The numbers ranged from a low of 54.9 on Randolph Drive to a high of 70 on Ridgeview Drive, and were posted on the town’s website early Tuesday. The water from the homes was collected on Feb. 19.

Trihalomethanes are a group of four chemical compounds, including chloroform, that form when chlorine used to kill bacteria reacts with naturally occurring organic matter, such as decaying leaves, algae and human or animal waste.

Veazie town officials decided to hire Nelson Analytical Lab of Kennebunk to conduct the water tests for trihalomethanes, or THMs, in response to a group of residents who question the reliability of testing done by the Orono-Veazie Water District.
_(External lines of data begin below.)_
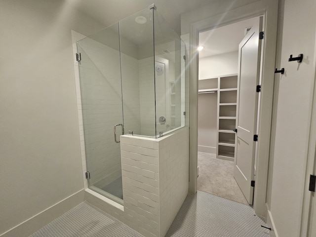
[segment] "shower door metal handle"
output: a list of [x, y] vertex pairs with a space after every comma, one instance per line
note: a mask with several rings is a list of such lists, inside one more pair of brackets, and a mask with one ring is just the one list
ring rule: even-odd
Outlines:
[[122, 123], [118, 123], [117, 124], [115, 124], [114, 125], [114, 141], [117, 143], [119, 143], [120, 141], [117, 141], [117, 126], [122, 126], [122, 135], [124, 135], [124, 126]]

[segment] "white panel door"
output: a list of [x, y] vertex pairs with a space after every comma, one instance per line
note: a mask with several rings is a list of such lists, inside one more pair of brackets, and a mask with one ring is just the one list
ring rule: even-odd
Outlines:
[[253, 204], [255, 142], [257, 127], [262, 19], [256, 24], [239, 45], [236, 151], [234, 176], [250, 204]]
The water district exceeded the EPA’s annual average 80 parts per billion limit for THMs in 2012 and was ordered by the state to hire a consultant, come up with a plan to address the problem and complete the necessary improvements. The water district was released from the consent order in January, Roger Crouse, Maine Drinking Water Program director, said at the last water district meeting.

The 2013 average for THMs was 76 parts per billion and the most recent test was 66 parts per billion, Water District Superintendent Dennis Cross said at the Feb. 11 meeting.

The communities need a new water source and have already gained approval for a nearly $300,000 loan from the Maine Drinking Water Program to test and purchase land for a new well.